The seminars in 2021-22 will continue on Zoom. The seminars are all at 5 p.m. UK time. We have seized the opportunity to bring together people in a way not geographically feasible in normal times. A larger online attendance will make our usual free-for-all discussion impossible; the format consequently differs from the live seminars. Individual presentations will be about half an hour, followed by invited discussants who will engage the speaker in conversation about the paper, before the floor is opened for comments and questions by others. We hope you will join us.

Events in this series

Seminar in Medieval and Renaissance Music - Demystifying Morley: New Findings about A plaine and easie introduction to practicall musicke (1597)

10th March 2022, 5:00 pm

Please register for this seminar here

As we complete our research into England’s first major printed music treatise, we take this opportunity to share our current thoughts about Morley’s A plaine and easie introduction, and explain our strategy for publication. Underlying our work is a focus on ‘making’ – the processes of making a manuscript for the printer, and of making a printed book from that manuscript. Morley’s manuscript does not survive, so must be inferred from the finished book; but an investigation of its text does draw us into the materiality of his working methods, as he ‘tombles and tosses’ his various sources, whether acknowledged or not, and transforms them both to reflect his own understanding and priorities, and to make them conform to his design and purpose. The identification of Morley’s extensive ‘library’ of sources reveals a complex and multi-layered text, created in part from pre-existing materials and in part from his own experience and training as a musician. His distinctive voice emerges from the tantalizing accounts of musical practice evident in action verbs like foist, shift, stir, hang. Our investigation of the 1597 edition itself – the book qua book – has led to unexpected discoveries. We now believe that Morley, quite exceptionally, may have devised his treatise largely as a sequence of double-page spreads, and hence composed its literary content, music examples, tables and diagrams to fit into two-page openings. If our theory is correct, then layout is in effect an integral element of Morley’s text: pedagogy and design proceed hand in hand. Initially we had planned to publish a three-volume study in which our new edition of Morley’s text (vol. 1) is accompanied by a critical apparatus (vol. 2) and a set of essays by a distinguished cohort of musicologists (vol. 3). Our approach, however, has been transformed by the decision to add a full colour facsimile of a copy of the 1597 edition itself (vol. 4), allowing the book’s remarkable properties to be fully savoured and appreciated.
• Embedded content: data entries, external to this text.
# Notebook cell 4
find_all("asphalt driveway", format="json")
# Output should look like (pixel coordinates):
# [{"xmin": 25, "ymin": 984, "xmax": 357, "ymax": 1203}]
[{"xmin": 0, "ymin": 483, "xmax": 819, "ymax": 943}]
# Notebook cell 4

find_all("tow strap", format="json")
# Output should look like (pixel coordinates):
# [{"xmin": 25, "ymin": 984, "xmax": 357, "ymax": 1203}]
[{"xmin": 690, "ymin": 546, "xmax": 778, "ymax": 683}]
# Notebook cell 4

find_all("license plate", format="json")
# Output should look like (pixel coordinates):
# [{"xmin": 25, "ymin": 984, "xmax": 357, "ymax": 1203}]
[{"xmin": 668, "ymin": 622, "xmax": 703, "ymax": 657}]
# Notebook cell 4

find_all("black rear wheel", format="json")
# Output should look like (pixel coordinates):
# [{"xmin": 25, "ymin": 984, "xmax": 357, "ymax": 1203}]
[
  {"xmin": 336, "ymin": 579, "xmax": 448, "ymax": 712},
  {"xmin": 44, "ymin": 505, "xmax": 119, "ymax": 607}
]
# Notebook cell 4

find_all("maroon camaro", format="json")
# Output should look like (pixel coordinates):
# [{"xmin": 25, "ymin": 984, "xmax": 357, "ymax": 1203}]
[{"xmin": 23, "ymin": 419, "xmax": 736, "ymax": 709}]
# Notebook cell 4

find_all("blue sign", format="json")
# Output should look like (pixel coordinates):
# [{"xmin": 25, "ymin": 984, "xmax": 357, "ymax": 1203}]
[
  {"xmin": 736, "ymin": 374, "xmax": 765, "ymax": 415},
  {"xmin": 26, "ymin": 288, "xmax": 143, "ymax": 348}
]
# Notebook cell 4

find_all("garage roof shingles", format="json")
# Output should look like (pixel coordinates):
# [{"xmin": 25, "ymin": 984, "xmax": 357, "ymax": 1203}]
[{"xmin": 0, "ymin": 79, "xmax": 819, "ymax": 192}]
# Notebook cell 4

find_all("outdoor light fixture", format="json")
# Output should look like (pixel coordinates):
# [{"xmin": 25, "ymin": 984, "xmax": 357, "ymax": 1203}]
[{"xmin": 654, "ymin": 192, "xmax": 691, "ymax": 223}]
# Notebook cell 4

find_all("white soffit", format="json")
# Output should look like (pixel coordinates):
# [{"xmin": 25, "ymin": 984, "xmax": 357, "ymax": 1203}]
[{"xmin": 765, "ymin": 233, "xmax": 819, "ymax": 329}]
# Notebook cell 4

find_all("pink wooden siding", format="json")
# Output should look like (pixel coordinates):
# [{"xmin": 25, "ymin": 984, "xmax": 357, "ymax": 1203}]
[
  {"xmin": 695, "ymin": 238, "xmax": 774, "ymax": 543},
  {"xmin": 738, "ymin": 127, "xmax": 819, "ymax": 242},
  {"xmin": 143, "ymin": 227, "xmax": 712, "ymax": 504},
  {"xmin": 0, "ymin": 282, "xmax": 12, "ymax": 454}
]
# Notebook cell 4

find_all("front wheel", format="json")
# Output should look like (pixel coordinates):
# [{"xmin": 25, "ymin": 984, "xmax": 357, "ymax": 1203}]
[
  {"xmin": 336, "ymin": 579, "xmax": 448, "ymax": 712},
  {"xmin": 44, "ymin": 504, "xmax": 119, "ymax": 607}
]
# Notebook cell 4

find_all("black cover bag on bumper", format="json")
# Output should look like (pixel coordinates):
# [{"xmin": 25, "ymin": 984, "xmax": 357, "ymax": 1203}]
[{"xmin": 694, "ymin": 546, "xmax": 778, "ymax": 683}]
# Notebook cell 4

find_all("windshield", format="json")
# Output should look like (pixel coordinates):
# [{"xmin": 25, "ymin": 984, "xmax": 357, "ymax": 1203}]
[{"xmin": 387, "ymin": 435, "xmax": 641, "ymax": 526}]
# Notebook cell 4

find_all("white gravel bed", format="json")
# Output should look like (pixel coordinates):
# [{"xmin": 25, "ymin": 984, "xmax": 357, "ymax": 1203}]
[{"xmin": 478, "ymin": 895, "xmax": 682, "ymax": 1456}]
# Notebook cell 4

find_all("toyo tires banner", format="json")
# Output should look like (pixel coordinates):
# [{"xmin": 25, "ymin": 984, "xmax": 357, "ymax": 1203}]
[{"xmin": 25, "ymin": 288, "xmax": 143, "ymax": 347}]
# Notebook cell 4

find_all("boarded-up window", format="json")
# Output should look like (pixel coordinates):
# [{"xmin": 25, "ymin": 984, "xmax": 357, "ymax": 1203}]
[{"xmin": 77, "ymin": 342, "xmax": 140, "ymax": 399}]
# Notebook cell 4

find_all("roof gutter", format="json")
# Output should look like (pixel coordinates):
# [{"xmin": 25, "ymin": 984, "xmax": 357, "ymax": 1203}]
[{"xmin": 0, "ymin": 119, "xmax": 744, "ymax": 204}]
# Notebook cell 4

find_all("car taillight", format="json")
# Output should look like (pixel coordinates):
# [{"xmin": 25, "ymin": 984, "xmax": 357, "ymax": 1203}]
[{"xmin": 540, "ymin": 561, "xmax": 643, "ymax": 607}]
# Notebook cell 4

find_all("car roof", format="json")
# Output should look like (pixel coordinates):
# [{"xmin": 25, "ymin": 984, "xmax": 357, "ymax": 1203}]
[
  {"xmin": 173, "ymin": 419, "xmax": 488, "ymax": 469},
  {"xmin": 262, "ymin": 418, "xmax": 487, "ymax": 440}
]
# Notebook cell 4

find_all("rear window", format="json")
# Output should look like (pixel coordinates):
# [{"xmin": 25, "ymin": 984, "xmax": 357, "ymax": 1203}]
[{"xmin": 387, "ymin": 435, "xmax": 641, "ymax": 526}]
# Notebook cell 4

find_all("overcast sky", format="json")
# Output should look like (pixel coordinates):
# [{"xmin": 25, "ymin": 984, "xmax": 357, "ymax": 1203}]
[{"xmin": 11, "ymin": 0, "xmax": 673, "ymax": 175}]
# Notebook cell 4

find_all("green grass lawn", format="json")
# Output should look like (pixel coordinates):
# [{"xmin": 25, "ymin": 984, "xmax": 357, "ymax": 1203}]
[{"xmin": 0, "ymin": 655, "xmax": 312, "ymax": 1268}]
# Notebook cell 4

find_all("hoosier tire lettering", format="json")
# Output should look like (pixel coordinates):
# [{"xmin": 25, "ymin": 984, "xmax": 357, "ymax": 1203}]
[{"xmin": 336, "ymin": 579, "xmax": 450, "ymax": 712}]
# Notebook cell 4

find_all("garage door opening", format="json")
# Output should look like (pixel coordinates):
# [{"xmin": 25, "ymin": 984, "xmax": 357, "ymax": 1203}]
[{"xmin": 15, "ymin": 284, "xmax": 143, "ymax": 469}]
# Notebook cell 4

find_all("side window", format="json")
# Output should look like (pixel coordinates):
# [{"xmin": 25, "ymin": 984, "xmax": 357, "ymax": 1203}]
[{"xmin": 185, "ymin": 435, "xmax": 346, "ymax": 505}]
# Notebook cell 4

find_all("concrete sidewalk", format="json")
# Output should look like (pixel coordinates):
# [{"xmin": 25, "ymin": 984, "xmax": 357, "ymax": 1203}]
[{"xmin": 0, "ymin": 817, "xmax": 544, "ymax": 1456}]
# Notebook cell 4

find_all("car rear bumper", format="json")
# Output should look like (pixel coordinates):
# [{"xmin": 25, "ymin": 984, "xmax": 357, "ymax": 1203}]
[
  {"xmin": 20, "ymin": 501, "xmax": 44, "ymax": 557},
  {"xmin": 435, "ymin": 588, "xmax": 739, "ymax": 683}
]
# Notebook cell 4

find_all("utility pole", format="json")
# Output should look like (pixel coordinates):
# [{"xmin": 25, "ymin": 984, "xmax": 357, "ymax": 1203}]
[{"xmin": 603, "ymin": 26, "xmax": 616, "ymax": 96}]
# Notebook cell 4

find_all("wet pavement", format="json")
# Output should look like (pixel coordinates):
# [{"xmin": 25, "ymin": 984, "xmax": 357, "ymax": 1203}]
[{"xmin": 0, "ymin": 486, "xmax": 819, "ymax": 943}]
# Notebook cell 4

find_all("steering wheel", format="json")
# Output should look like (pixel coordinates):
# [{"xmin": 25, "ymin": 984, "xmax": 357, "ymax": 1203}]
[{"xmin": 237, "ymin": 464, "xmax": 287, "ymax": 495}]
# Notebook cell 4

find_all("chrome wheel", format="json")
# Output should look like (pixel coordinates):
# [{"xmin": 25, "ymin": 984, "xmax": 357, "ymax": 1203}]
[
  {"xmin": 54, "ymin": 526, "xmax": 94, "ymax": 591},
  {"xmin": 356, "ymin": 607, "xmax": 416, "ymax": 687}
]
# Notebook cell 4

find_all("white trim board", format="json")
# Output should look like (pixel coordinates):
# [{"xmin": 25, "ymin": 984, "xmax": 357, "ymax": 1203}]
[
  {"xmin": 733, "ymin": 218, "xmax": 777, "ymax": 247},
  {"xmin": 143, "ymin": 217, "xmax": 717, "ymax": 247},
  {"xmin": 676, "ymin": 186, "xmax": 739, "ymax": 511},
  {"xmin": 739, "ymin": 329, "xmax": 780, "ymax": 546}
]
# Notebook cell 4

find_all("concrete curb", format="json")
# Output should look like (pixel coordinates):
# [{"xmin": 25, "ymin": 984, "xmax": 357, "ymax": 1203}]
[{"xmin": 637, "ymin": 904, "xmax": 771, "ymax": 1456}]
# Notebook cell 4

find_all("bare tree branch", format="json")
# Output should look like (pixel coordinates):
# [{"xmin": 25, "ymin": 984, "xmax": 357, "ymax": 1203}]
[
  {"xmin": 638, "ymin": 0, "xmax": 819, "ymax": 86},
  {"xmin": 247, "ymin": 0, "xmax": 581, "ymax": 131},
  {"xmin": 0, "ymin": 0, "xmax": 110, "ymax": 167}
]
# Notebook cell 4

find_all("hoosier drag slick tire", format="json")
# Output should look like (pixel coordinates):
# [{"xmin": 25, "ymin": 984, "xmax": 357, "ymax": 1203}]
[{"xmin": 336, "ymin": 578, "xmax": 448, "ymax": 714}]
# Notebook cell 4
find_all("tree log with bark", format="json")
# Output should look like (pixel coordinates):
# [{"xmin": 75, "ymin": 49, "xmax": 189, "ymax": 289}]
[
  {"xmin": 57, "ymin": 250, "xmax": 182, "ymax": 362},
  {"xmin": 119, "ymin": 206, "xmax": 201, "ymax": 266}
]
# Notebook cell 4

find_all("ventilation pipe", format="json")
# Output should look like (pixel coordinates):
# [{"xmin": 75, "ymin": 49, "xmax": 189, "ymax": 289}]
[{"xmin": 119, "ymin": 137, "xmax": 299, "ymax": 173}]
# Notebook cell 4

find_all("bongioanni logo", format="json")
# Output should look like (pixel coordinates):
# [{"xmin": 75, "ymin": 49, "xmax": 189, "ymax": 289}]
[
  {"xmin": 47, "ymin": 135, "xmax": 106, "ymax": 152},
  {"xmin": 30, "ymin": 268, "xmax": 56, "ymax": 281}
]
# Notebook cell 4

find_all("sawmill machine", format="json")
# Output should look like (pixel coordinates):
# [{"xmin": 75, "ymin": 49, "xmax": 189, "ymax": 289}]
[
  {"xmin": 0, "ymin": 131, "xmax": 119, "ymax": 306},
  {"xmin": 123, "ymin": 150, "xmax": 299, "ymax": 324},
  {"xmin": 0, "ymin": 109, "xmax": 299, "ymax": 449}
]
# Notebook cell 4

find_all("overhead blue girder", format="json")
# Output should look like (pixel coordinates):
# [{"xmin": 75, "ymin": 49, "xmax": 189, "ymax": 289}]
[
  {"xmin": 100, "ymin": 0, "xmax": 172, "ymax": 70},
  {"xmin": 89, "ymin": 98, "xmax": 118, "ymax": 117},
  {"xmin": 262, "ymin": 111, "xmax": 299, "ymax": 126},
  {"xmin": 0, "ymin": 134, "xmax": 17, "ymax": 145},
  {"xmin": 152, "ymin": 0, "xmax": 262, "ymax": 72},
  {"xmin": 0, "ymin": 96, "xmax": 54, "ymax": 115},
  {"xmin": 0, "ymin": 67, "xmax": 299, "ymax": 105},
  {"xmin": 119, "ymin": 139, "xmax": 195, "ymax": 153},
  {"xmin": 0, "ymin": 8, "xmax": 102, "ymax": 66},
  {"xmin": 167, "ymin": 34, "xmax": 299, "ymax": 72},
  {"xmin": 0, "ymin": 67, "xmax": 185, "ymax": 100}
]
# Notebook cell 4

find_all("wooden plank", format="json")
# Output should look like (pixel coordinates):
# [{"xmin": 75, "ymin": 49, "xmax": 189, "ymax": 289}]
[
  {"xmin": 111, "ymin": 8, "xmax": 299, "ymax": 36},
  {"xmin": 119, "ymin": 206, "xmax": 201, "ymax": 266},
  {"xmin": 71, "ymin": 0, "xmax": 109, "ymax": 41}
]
Seminar in Medieval and Renaissance Music - Two Fragments, One Manuscript: Introducing a Newly-Discovered Italian Source of Ars Nova Polyphony

17th February 2022, 5:00 pm

Please register for this seminar here.

In 2019 and 2020 two largely intact parchment bifolios containing Ars nova polyphony were found independently in Milan-area libraries: one at the Biblioteca Universitaria in Pavia by Giuseppe Mascherpa (independent scholar) and Federico Saviotti (University of Pavia) and the other at the Biblioteca Trivulziana in Milan by Anne Stone. In May 2021, Saviotti, Stone, and Antonio Calvia realized that the two bifolios belonged to the same original manuscript, and began a joint project to study them together. This talk presents findings from our initial research into the origins, provenance, and contents of the “Codice San Fedele-Belgioioso,” a compilation of mass ordinary movements and secular songs whose internal evidence points strongly to a provenance in the Milan area c. 1400. The 12 compositions that survive appear to be unica: three mass ordinary compositions and nine French-texted songs with two surviving voices. The measurements of these bifolios (approximately 465x620 mm, with a page size of approximately 465 mm tall and 310 wide) are larger than any surviving manuscripts of polyphony contemporary with them, and the quality of the parchment and the elegance of the hand make it clear that the manuscript was professionally copied for an institution that had considerable resources. These finds thus have the potential to significantly expand our scanty knowledge of cultivated polyphony in late medieval Lombardy.